The Theater of Public Policy, performed before a delighted audience at the Granada Theater, featured Mayor Jacob Frey and City Council president Elliott Payne (Ward 1) in an in-depth, nuanced and even cordial discussion about thorny city issues like affordable housing and Minneapolis’ next police chief.
The conceit of T2P2 (see what they did there?) is that the interview, moderated by cofounder and man about town Tane Danger, occasionally breaks for rapidfire, and sometimes deranged, improv skits based on the conversation.
It’s a balancing act, one that is made all the more fascinating by the fact that Danger wasn’t simply tossing softballs to his guests. The first question was about the realities of hiring the city’s next police chief, with Frey and Payne discussing their mixed feelings about former chief Brian O’Hara’s tenure.
Frey called O’Hara “in many ways a great chief,” but said his reported interference with an investigation was unacceptable. Frey hopes, he said, to have someone new in the role within a few months.
More enlightening were conversations about property tax values and affordable housing. While Frey and Payne found agreement on the use of tax increment financing and innovative public housing models, Danger pushed them on their differences. Payne called for bigger swings and stronger government involvement, while Frey questioned if the most good might come from simply putting that energy into the city’s existing public housing programs.

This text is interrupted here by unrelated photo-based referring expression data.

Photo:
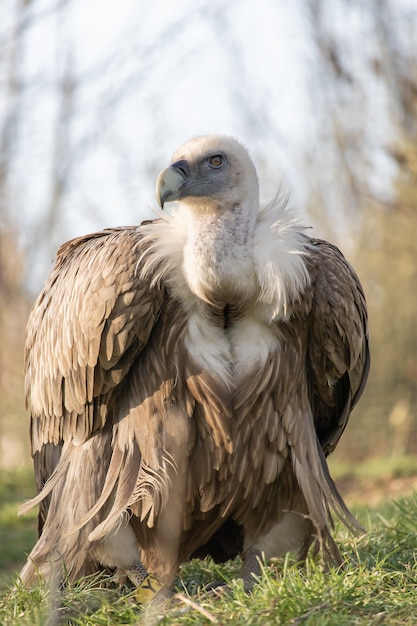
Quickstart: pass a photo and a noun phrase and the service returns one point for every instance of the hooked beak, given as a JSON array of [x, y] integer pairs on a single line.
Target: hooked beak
[[170, 182]]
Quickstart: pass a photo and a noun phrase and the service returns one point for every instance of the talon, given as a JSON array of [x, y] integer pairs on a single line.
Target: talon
[[147, 585], [148, 589]]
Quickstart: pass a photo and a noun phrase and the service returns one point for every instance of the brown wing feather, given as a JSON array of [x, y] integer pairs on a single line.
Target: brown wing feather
[[338, 348], [90, 321], [87, 326]]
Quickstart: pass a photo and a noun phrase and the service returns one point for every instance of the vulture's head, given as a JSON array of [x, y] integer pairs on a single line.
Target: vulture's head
[[210, 171]]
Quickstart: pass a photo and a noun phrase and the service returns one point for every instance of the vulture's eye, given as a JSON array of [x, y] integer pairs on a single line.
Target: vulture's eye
[[216, 161]]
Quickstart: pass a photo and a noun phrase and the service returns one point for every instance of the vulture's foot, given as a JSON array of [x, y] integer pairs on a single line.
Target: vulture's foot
[[217, 587], [251, 569], [147, 585]]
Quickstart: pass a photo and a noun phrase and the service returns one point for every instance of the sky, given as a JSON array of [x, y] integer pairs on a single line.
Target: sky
[[142, 77]]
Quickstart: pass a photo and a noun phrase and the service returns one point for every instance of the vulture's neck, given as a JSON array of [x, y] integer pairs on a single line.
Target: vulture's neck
[[232, 257], [218, 254]]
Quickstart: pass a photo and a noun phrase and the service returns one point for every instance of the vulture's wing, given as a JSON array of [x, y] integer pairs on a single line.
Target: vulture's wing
[[338, 351], [87, 326]]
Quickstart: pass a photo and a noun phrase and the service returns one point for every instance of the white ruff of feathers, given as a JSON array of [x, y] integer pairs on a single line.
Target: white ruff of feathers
[[278, 249]]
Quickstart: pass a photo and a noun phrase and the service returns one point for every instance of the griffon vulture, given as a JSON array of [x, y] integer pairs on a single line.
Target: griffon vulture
[[186, 380]]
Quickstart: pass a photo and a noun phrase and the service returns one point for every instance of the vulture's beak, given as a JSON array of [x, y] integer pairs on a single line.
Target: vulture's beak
[[170, 182]]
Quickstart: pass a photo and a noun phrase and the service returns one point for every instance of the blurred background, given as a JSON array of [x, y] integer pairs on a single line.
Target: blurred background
[[94, 98]]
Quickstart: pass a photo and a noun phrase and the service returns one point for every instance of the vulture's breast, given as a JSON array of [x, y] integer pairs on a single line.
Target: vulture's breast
[[232, 344]]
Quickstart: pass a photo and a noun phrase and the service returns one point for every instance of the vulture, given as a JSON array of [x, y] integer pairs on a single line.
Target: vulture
[[187, 378]]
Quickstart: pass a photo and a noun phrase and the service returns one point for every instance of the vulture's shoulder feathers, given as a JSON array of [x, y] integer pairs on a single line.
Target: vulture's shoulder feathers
[[338, 357]]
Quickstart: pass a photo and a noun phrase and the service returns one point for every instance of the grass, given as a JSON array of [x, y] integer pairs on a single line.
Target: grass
[[376, 586]]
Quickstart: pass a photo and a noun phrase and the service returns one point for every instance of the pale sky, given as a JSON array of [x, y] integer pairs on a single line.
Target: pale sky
[[150, 75]]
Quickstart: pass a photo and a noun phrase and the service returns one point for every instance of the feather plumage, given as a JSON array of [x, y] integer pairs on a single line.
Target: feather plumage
[[186, 379]]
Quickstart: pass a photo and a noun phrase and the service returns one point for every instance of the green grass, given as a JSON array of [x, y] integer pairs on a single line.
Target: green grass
[[376, 586], [17, 534]]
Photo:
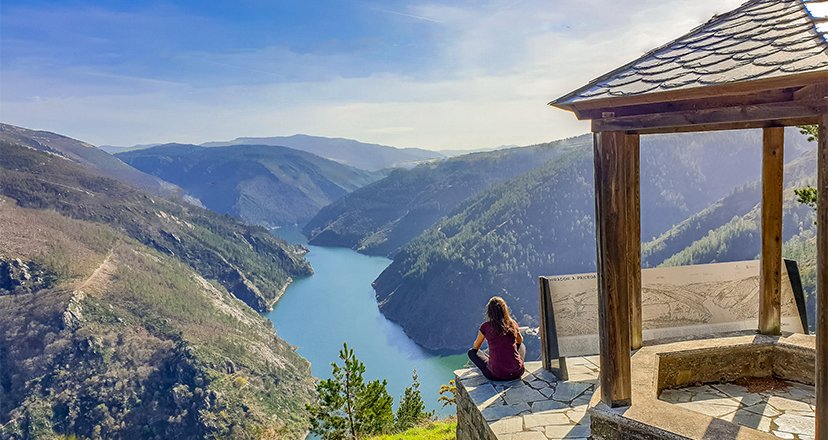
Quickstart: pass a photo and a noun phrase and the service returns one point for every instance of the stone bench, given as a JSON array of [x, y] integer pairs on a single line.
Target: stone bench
[[536, 407]]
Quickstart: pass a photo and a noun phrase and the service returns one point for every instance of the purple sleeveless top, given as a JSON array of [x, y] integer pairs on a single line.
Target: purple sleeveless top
[[504, 360]]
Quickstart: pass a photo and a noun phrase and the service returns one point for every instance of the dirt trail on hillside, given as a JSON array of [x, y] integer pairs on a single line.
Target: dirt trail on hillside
[[102, 274]]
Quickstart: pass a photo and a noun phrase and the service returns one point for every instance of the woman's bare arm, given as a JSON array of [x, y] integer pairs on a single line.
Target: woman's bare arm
[[479, 341], [520, 336]]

Payne said repeatedly, too, that he wanted clarity and consistency on whether the city would adopt a capitalist approach to development policies or lean toward stronger government intervention.

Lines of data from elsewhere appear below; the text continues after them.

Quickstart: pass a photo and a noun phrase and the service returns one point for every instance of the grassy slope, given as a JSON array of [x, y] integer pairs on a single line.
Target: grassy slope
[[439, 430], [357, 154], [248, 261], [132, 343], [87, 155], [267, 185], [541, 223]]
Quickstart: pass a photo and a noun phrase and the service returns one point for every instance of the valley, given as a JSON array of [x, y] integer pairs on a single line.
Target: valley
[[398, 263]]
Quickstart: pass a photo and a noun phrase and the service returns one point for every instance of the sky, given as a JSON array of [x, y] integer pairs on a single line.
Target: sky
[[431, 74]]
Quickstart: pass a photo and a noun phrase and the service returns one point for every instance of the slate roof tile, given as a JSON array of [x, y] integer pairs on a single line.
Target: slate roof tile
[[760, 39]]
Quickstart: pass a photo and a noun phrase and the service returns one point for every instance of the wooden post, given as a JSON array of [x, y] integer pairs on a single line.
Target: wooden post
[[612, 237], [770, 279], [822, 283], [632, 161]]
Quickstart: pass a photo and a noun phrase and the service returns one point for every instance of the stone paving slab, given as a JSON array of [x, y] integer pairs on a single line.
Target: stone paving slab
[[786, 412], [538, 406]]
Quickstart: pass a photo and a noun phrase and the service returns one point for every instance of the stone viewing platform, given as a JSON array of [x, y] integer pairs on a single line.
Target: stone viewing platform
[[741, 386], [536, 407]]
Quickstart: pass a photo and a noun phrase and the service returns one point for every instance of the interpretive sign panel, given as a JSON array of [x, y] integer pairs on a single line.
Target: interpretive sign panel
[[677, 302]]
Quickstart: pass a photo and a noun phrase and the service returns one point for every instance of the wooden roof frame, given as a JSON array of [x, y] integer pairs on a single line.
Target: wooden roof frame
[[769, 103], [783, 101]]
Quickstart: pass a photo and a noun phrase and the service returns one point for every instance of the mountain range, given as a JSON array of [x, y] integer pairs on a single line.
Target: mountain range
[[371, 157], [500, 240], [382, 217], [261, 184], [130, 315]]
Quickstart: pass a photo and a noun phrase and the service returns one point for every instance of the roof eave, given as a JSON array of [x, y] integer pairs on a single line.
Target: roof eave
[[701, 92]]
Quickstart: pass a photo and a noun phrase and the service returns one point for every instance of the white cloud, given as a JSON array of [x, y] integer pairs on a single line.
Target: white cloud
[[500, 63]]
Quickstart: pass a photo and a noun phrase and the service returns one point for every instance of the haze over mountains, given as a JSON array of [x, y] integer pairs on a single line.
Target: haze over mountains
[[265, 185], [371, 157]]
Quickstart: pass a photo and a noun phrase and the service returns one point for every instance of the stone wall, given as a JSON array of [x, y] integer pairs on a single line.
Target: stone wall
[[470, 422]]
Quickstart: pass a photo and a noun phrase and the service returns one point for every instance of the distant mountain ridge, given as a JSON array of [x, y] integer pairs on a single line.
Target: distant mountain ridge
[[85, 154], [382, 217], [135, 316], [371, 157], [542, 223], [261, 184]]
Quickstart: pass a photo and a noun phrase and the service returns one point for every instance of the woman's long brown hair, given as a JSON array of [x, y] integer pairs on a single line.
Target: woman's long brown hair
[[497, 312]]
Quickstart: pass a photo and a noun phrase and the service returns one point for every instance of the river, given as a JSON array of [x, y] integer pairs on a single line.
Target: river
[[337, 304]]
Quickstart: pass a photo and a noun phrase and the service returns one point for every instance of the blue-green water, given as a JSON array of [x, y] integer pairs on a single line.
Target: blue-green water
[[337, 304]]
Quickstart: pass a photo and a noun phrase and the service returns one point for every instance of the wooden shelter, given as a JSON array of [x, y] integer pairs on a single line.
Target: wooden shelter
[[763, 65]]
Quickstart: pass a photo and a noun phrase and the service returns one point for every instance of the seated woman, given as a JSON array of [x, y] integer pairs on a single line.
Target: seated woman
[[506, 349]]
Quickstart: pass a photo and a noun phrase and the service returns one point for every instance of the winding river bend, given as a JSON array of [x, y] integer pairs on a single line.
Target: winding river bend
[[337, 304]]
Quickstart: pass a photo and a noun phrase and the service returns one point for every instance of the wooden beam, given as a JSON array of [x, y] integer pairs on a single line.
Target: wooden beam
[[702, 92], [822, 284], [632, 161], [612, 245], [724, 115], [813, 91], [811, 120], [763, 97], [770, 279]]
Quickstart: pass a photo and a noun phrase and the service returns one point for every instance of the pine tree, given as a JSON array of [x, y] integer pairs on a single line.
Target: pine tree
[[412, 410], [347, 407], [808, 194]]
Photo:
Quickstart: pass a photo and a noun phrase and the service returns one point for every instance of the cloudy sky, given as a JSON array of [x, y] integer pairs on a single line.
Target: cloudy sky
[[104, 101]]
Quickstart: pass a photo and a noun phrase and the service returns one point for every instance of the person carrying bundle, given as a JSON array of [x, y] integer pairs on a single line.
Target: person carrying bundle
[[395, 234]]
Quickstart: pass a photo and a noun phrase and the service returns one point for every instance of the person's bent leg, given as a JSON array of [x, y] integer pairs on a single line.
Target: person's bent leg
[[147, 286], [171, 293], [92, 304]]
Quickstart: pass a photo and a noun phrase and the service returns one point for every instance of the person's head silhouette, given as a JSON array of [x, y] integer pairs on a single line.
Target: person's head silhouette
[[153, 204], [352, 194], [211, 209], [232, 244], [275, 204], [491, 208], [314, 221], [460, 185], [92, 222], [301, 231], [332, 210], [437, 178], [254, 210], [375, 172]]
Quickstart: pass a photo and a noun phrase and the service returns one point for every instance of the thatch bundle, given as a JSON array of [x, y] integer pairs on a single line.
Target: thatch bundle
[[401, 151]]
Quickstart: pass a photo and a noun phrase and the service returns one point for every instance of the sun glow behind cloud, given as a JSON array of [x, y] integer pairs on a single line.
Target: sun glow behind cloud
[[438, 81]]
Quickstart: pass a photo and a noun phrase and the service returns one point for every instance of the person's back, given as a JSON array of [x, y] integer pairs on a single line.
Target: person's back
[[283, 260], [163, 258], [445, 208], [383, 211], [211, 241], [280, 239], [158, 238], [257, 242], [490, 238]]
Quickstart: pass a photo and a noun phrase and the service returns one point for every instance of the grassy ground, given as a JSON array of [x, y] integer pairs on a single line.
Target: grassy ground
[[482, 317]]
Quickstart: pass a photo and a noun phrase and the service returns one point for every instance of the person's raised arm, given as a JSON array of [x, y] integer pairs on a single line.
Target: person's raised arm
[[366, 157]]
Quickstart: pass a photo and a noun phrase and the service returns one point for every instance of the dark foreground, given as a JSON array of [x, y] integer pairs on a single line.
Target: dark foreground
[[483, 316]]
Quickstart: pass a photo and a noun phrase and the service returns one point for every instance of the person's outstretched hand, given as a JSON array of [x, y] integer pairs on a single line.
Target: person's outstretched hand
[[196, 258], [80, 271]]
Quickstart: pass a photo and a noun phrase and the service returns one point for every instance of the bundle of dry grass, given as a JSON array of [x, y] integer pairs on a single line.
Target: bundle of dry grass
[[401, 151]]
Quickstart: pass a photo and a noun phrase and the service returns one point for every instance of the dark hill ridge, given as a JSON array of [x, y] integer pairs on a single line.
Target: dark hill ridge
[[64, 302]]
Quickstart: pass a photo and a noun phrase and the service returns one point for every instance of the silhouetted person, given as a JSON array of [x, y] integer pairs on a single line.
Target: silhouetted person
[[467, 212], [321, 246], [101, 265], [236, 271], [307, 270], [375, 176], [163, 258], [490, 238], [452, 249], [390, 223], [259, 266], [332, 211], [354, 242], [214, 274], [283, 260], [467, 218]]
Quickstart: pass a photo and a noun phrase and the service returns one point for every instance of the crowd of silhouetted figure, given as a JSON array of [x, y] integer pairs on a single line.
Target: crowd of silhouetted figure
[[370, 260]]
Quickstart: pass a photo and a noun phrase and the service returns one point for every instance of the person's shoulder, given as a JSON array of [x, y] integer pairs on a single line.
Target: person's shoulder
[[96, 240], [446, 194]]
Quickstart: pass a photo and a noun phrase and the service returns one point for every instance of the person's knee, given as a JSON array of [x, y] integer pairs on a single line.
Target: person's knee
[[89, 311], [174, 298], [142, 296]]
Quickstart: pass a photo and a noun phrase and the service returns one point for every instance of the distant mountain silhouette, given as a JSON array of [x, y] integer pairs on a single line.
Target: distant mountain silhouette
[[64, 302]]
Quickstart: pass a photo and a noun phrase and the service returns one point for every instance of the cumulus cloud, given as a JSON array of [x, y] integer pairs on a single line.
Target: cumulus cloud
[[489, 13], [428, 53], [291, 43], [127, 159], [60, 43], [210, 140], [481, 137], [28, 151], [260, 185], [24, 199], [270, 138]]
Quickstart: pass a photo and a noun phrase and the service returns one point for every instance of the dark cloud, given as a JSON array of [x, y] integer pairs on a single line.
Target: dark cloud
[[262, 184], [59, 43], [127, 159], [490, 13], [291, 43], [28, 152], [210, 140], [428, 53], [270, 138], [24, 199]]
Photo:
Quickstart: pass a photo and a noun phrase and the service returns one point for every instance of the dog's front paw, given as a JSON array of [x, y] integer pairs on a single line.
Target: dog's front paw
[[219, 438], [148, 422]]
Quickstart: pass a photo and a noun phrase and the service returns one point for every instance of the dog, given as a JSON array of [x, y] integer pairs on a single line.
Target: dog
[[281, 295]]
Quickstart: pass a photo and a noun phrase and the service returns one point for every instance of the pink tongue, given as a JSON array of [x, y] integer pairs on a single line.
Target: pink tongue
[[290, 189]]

“Or,” he asked, adopting the tone one might use to tell a ghost story around a campfire, “are we socialists?”

The improv scenes were usually, if tangentially, related to the discussion. A Payne comment about playing “fast and loose” with TIF money became a dinner party where a guest named Tif attempted to draw her hosts into a polyamorous relationship. And a discussion about the future of Uptown businesses led to a bizarre song about the joys of clipping your toenails in public.
Extremely specific references had the audience roaring, including a nod to the late great Rudolph’s Bar-B-Que. And the night’s biggest laugh came at the expense of dispensaries: “We cannot prop up Uptown on weed alone,” a performer exclaimed.

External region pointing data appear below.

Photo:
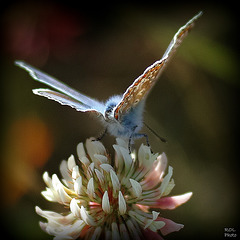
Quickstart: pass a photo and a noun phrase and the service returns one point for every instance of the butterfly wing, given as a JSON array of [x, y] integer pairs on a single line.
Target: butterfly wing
[[63, 99], [68, 96], [143, 84]]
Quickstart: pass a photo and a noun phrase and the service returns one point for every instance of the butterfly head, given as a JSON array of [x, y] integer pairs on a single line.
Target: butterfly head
[[110, 107]]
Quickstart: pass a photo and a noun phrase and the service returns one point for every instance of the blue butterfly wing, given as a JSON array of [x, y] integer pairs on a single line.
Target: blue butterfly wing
[[67, 95]]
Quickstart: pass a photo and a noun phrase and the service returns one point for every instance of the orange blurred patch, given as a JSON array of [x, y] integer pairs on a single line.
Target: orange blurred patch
[[28, 146]]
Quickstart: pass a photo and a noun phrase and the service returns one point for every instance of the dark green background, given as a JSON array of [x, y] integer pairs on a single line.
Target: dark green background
[[100, 51]]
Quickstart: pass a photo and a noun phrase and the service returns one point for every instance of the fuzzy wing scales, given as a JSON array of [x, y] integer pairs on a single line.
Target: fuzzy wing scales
[[144, 83]]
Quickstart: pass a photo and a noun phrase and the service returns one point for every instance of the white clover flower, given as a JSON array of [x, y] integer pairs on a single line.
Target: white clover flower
[[111, 199]]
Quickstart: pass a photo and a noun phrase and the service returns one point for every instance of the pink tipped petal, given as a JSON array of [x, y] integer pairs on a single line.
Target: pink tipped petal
[[150, 235], [172, 202], [169, 226]]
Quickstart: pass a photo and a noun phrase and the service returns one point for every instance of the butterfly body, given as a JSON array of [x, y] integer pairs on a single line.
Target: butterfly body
[[122, 115]]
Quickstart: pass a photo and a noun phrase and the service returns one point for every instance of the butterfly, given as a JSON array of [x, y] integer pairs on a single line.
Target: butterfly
[[121, 115]]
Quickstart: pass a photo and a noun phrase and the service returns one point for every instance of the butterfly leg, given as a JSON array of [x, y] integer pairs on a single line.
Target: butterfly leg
[[141, 135]]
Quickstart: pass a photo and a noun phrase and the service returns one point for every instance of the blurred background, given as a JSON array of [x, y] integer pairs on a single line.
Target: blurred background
[[99, 50]]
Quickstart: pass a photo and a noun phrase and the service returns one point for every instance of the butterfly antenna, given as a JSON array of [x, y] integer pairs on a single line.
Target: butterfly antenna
[[152, 131]]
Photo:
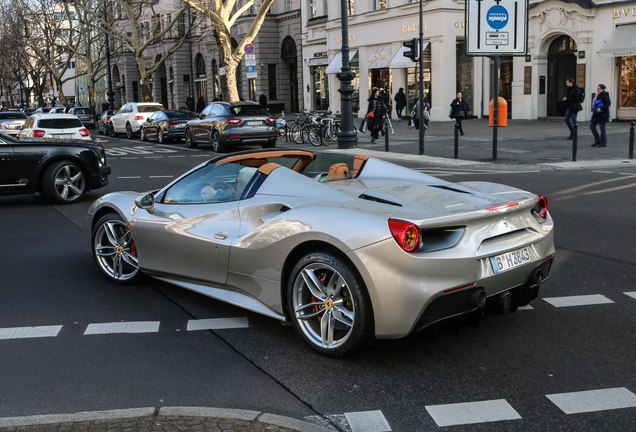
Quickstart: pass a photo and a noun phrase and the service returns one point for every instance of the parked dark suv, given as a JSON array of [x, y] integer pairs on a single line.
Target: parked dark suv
[[84, 114]]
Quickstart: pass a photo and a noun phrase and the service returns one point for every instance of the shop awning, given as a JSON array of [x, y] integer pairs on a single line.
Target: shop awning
[[401, 62], [336, 64], [318, 62], [621, 43]]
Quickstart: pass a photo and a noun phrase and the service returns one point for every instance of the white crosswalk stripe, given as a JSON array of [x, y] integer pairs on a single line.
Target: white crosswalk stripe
[[472, 412], [584, 300], [594, 400]]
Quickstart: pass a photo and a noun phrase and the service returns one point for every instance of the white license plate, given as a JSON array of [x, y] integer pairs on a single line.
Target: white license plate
[[510, 260]]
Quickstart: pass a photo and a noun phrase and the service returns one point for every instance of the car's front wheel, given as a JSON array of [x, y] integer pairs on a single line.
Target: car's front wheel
[[64, 182], [329, 304], [115, 251]]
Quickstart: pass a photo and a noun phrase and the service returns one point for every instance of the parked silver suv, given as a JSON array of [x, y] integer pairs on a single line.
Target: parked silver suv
[[131, 116]]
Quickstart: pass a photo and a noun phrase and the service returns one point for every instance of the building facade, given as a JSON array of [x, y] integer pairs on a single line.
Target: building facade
[[590, 42]]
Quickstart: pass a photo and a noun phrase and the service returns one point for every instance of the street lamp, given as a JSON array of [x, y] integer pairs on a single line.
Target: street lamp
[[347, 137], [109, 92]]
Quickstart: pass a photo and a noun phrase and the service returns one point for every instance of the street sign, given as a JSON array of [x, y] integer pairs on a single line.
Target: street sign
[[496, 27]]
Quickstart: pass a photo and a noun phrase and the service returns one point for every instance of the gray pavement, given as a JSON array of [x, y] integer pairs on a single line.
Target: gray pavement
[[523, 143]]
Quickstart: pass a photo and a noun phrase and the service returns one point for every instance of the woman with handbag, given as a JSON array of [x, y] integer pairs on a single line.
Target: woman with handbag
[[459, 110], [376, 113]]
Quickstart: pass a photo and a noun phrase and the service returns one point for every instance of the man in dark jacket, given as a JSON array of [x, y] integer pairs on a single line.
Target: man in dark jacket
[[600, 116], [574, 106], [400, 102]]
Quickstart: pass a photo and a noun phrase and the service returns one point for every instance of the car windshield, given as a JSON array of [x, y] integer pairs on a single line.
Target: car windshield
[[12, 115], [180, 115], [248, 110], [59, 123], [149, 108]]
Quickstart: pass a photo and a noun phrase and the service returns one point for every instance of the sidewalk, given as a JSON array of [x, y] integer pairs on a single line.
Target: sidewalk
[[521, 144], [177, 419]]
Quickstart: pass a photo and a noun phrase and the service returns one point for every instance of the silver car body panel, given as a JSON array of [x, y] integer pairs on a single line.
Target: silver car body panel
[[259, 236]]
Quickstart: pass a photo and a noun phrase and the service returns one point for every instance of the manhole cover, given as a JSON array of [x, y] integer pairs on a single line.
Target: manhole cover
[[554, 158]]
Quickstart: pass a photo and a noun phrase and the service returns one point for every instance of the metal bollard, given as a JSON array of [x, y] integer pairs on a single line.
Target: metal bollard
[[631, 140], [575, 135], [456, 140]]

More than anything, the event showcased that city officials can have these discussions. Payne noted that he actually appreciates his relationship with the mayor, but that it’s often made to look negative through the hyperfocused and magnified lens of social media and news coverage.
Frey scored some laughs, too, ribbing Payne for the latter’s extended and passionate diatribe about Elon Musk’s purchase of Twitter and how it had poisoned discourse across all levels of government.
“If you’re wondering what it’s like to have a meeting with Elliott Payne,” Frey said, “this is a huge percentage of it.”